Snowball: A Wall of Memories detail 3


10) Who are some of your favorite artists? What about their works, processes, and their personal journeys inspire you?


Spencer Finch, James Terrell, Robert Rauschenberg, Kiki Smith:


Spencer finch and James Terrell are about the use of technology in the art making, Rauschenberg is known for his spirit and sense of making, and Kiki Smith is known for her sense of looking at the human nature.


Snowball: A Wall of Memories detail 4


11) What are your next steps as an artist? What do you want to accomplish in the distant future?


I am applying to graduate school, and I don’t know beyond that.


The art world had long out grown its provincial ideas, of seeing everything in person. Suzanne Anker (dean of fine arts at SVA) has said that the pandemic has changed the way things are in the art world, and I do think that is true.


I make large outdoor sculptures, and I have been in 3 exhibitions this summer mainly because it is one of the few things that people can still see.


Last year many professors were still saying that you had to go and see things in person; I do feel that there is something to be said about that but also that is unrealistic as there is so much to see.


When I started if you lived outside of NY no gallery would consider your work, now that has gone away.

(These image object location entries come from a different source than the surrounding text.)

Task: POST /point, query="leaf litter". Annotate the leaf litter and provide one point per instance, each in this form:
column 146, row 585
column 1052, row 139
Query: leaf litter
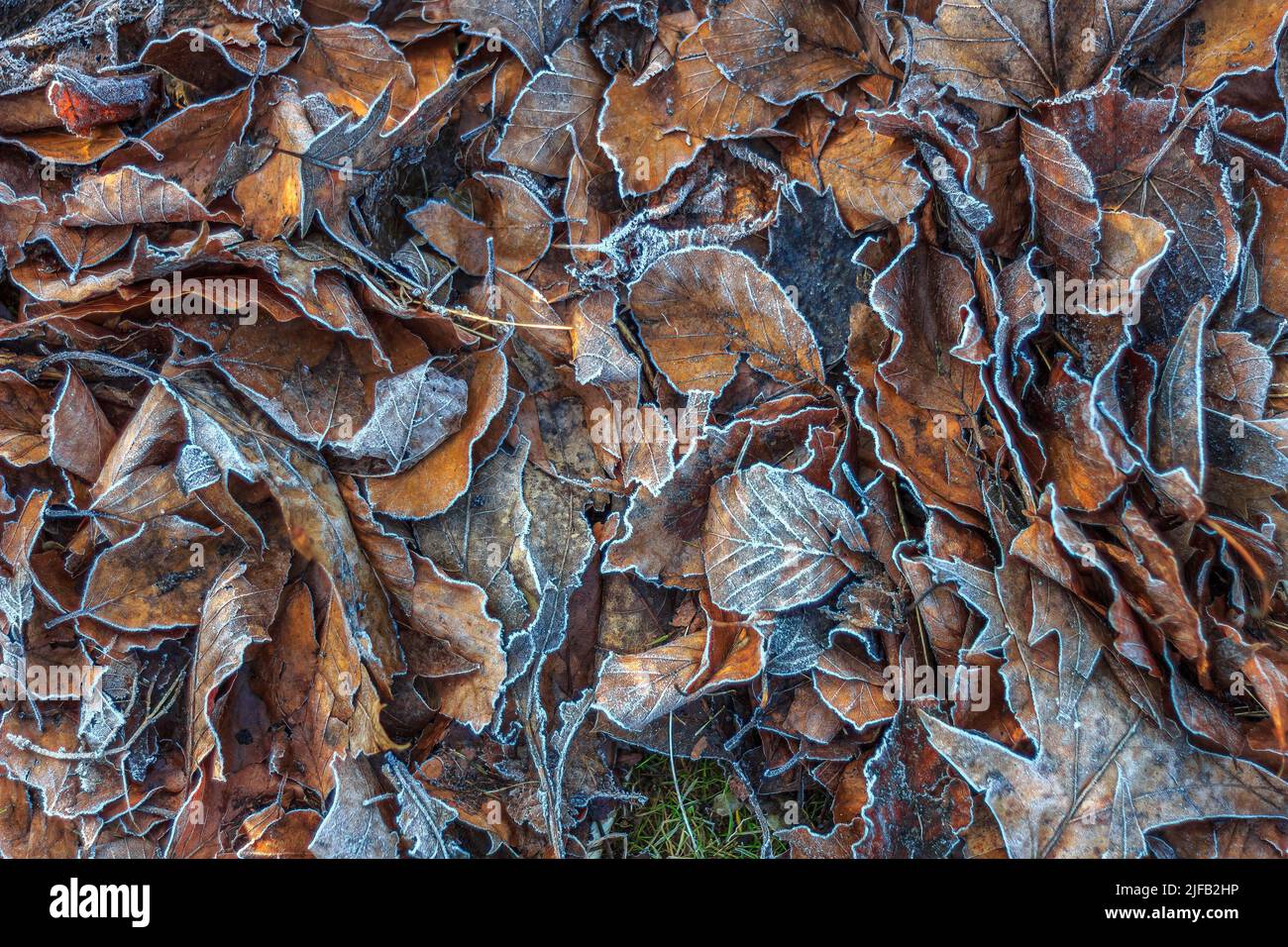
column 436, row 428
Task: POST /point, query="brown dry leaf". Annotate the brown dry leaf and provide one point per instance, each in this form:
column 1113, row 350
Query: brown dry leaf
column 781, row 51
column 503, row 211
column 237, row 612
column 433, row 483
column 773, row 541
column 24, row 408
column 870, row 176
column 80, row 436
column 698, row 309
column 555, row 114
column 643, row 151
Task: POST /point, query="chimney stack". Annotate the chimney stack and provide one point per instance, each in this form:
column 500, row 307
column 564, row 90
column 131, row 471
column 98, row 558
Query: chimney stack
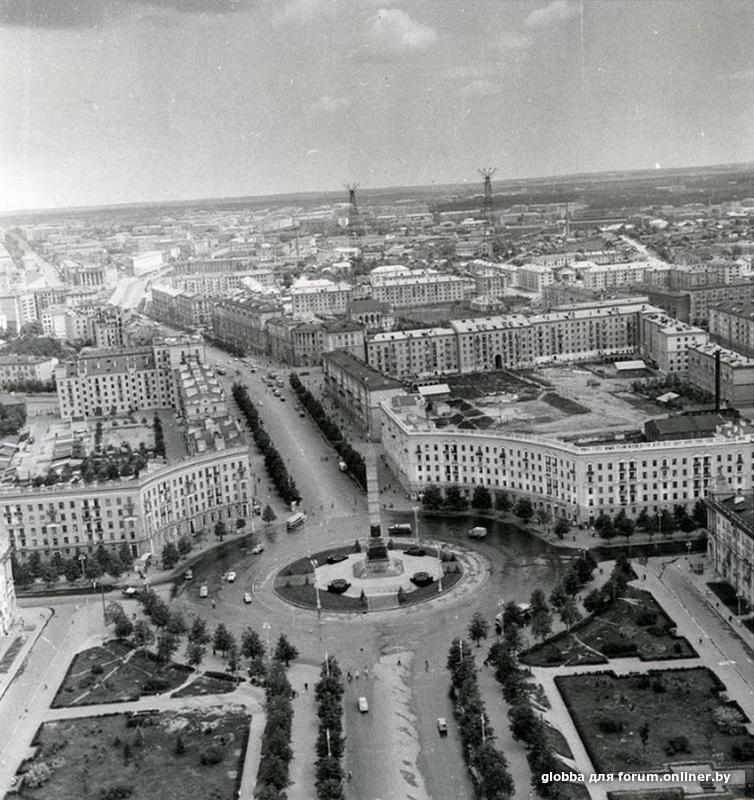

2 years ago Eric Fishel wrote an odd book, basically complaining that the art fair had destroyed the idea of the exhibition. I do agree with that, but all this other stuff leaked into his book about how the focus of the art world was distracted by the inclusion of female and artists of color and that he had missed out on the real boom that Damien Hirst and Jeff Koons had cashed in on. It was really eye opening to his over privileged position.


His idea was that there wasn’t enough band width for museums, critics, collectors to pay attention to everything and so it was diluting the focus. He gave a book tour to my small town (as the director of MOMA lives here), but its was really disturbing. So in a lot of ways I think something had to happen to make the art world change in a significant way.